パーソナル・ステートメント、面接対策について

 3年生の夏に、東京校で行われた進学相談会に参加した際、伊藤塾長が講演でステートメントの重要性を強調されていたのが印象に残りました。そこで、自分の将来像を考え、大学でもそれに関連するゼミを受講するなど、少しずつ対策を始めました。
 ステートメントに関して、伊藤塾生は非常に恵まれた環境にあると思います。「明日の法律家講座」では、あらゆる分野の第一線で活躍される専門家の方の貴重な講演を、自宅にいながらにして聴くことができます。私は、勉強の息抜きに興味のある分野からどんどん聴いていきました。どの講演もステートメントに役立つだけでなく、勉強のモチベーションを高めてくれる素晴らしいものでした。 
 また、パーソナル・ステートメント対策講座で、骨組みの作り方や具体的な肉付けの仕方を学んだうえで、実際に自分が書いたものを添削していただき、それを元に推敲を重ねたことで、納得のいくものを作成できたと思います。

学部成績について

 東京大学法科大学院は学部成績を重視するという話をよく聞いていたので、できる限り良くするよう努力しました。ただ、あくまで入試全体の一要素に過ぎないので、あまり神経質になりすぎるのもよくないと思います。その時できるだけの努力をすれば十分だと思います。
 大学の授業と併行して基礎マスターを聴く形をとっていたのですが、これは授業を理解するうえでとてもよかったと思います。いわゆるシケプリなどなくても、基礎マスターのテキストで十二分に対応できました。私はできませんでしたが、余力のある人は論文マスター(=プロブレムメソッド論文マスター)も合わせて受講しておくと、学部試験で困ることはほとんどなくなると思います。
 しかし教授の好みや支持学説を完全に無視するのはやや危険なので、試験直前期は、既存の「論証パターン集」をアレンジして、教授の説をベースにした論証を作ってみるなどの作業をするといいと思います。ただあくまで基本的には基礎マスターの知識を身につけておけば十分だと思います。

志望校の選択について

 2年間通うことになる場所なので、合格実績だけでなく雰囲気も重視していました。いわゆる難関校の学校説明会に足を運び、温かい雰囲気のある早稲田大学と慶應義塾大学を私立の受験校として選び、通いなれた東京大学を国立の受験校にしました。
 また、東京校で行われた進学相談会で、色々な法科大学院の先輩と個別にお話しすることができたことも非常に有益でした。本来は4年生向けのイベントかもしれませんが、2~3年生のうちに参加しておくと、志望校選びにとても役立つと思います。

直前期と試験当日

 直前期は、(1)これと決めた暗記素材(「論証パターン集」や自作論証など)を繰り返すことと、(2)志望校の制限時間に合わせて答案を書き上げる練習をすること、この二つだけを徹底して行いました。特に東京大学は法律科目試験の形式が独特なので、時間配分に慣れておくことは必須だと思います。
 また、私はとても緊張しやすく、また緊張すると吐き気やめまいがする体質だったのですが、それも自分の性格とあきらめて試験に臨みました。案の定本番でも具合が悪くなりましたが、それでも受かることはできたので、緊張しやすい人もあまり深刻に考えなくてよいと思います。

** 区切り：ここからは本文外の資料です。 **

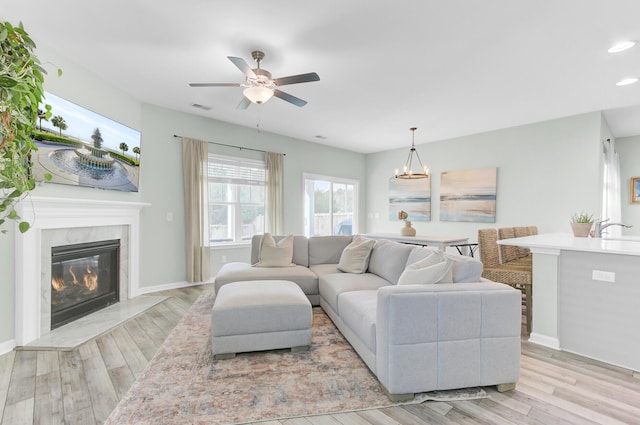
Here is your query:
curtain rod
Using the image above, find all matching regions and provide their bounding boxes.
[173,134,287,156]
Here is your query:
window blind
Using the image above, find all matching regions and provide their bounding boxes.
[207,155,266,186]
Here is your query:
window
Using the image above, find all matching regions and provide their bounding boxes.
[304,174,358,236]
[209,154,265,244]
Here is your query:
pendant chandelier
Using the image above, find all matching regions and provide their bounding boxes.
[395,127,429,180]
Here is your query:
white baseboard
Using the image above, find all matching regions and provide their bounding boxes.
[529,332,560,350]
[133,279,213,297]
[0,339,16,356]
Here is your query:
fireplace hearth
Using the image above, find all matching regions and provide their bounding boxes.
[51,239,120,330]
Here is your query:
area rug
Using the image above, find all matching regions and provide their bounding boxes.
[106,293,486,425]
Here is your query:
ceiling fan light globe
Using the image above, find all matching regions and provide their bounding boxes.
[242,86,273,105]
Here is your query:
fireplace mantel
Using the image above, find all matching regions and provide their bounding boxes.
[15,196,150,346]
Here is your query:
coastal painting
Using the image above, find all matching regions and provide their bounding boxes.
[389,176,431,221]
[440,167,498,223]
[31,93,141,192]
[631,177,640,204]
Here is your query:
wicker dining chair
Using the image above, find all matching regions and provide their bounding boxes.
[478,229,533,333]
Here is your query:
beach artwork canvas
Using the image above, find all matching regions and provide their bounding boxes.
[440,167,498,223]
[389,177,431,221]
[31,93,141,192]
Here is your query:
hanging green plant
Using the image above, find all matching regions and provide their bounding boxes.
[0,22,61,233]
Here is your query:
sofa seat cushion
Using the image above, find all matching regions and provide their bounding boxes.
[338,290,378,353]
[309,264,342,277]
[215,263,318,295]
[319,273,390,316]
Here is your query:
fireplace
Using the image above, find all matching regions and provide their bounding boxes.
[15,195,150,346]
[51,239,120,330]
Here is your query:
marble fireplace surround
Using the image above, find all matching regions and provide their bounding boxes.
[15,196,150,346]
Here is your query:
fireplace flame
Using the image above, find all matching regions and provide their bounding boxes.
[51,277,64,291]
[69,266,78,285]
[83,266,98,291]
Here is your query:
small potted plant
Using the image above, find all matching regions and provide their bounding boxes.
[571,211,593,238]
[398,210,416,236]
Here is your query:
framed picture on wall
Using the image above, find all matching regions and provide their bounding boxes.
[631,177,640,204]
[31,93,141,192]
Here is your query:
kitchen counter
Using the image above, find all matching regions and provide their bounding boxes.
[498,233,640,255]
[498,233,640,371]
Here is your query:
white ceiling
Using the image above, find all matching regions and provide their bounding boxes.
[0,0,640,153]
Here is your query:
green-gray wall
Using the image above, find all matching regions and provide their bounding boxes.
[0,39,640,353]
[0,43,366,348]
[366,113,603,242]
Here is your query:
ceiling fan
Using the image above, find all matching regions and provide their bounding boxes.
[189,50,320,109]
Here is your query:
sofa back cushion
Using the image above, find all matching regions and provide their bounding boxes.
[309,236,352,266]
[338,236,375,273]
[369,239,414,285]
[407,247,482,283]
[251,235,309,267]
[254,233,295,267]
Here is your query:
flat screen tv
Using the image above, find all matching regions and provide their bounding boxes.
[31,93,140,192]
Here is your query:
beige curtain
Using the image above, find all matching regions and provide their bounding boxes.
[264,152,284,235]
[182,137,211,282]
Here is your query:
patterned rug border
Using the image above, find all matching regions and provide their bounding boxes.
[105,292,488,425]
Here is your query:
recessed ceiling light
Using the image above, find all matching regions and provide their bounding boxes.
[616,77,638,86]
[191,103,211,111]
[607,40,637,53]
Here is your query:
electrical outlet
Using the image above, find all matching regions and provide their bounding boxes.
[591,270,616,283]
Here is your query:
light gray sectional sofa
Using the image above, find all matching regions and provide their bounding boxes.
[215,236,521,400]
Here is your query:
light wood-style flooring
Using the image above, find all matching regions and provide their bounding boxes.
[0,286,640,425]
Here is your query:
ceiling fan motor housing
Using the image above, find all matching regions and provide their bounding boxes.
[253,68,271,83]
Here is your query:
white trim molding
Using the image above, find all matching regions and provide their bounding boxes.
[15,196,150,346]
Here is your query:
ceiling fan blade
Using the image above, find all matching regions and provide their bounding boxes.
[236,97,251,109]
[273,89,307,107]
[273,72,320,86]
[227,56,257,78]
[189,83,240,87]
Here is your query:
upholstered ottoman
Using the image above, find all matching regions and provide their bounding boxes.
[211,280,312,359]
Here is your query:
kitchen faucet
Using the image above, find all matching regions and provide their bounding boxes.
[593,218,632,238]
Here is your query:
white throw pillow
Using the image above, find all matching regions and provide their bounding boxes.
[254,233,294,267]
[338,236,376,273]
[398,252,455,285]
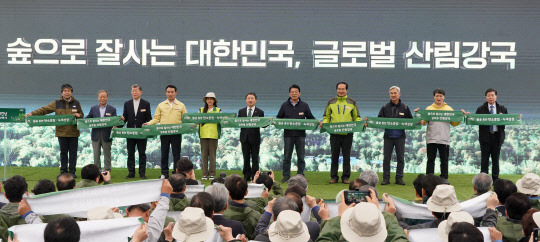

伊藤塾の学習と大学生活との両立、学習フォローについて

 2年生の時は、サークルや遊びが生活の中心になってしまい、あまりしっかり勉強できなかったと反省しています。3年生以降は、授業の空きコマにパソコン室で受講するなど、インターネット講義の特色を活かして、効率よく学習ができたと思います。ゼミ発表や学部試験の時など、講義を受講する時間がない場合には、ひとまず目の前の課題に集中し、遅れた分の講義は長期休暇で挽回していきました。
 受験期にはインターネットによる質問制度も活用しました。すぐに回答をいただけるので、在宅受講でも全く不自由ありませんでした。
 また、ロースクールコンサルタントの方との面談も2回していただきました。自分に合った受験戦略を具体的にアドバイスしていただけますし、各法科大学院の実情や、その後の就職についてなど、豊富な情報を提供していただけるので、本当におすすめです。

入学前準備として

 合格はしたものの、まだまだ知識があいまいな部分が多いので、基礎マスターのテキストでのインプットを改めて行っていきたいと思います。
 また、法科大学院での学者の先生の方々の講義についていけるように、いわゆる基本書を使った勉強も取り入れていきたいです。

合格後に必要なこと

 私は、消費者問題と過労死問題を中心に、一般市民が直面する問題を法的に解決し、市民の権利を保護していくことで、市民の暮らしやすい社会を実現していく弁護士を目指しています。過労死問題については、「明日の法律家講座」で、労働問題に取り組まれている弁護士の方のお話を伺えたことが、自分の将来像に大きく影響したと思います。
 弁護士の就職難や経済的な問題など、不安要素が多々ある中で、法律家の道を諦めずに進んでいくためには、明確な将来のビジョンを持っておくことが大事だと考えています。伊藤塾では、「合格後を考える」という理念のもと、将来像について考えるためのきっかけをたくさん提供していただけたので、困ることはありませんでした。
 

最後に

 私が合格できたのは、適性試験、英語、学部成績で高得点を得られた点が大きいと思います。実際、それでかなり気分が楽になりました。既修者コースの場合は当然法律科目が一番大事ですが、それ以外の要素も手を抜かないことをおすすめします。法律科目は、正直なところ付け焼き刃になってしまいましたが、Aランクの知識に絞って取り組んだことがよかったかと思います。
 伊藤塾は、ただ受験知識を詰め込ませるのではなく、法律家の基礎として必要な思考方法、論理力を身につけさせてくれる、たいへん魅力的な受験指導校でした。伊藤塾で勉強できてよかったと思います。
 これから法科大学院を目指される方は、早めに対策を始めておくに越したことはないですが、もし出遅れてしまっても、基礎を大事にする姿勢を貫くことで挽回は可能だと思います。頑張ってください。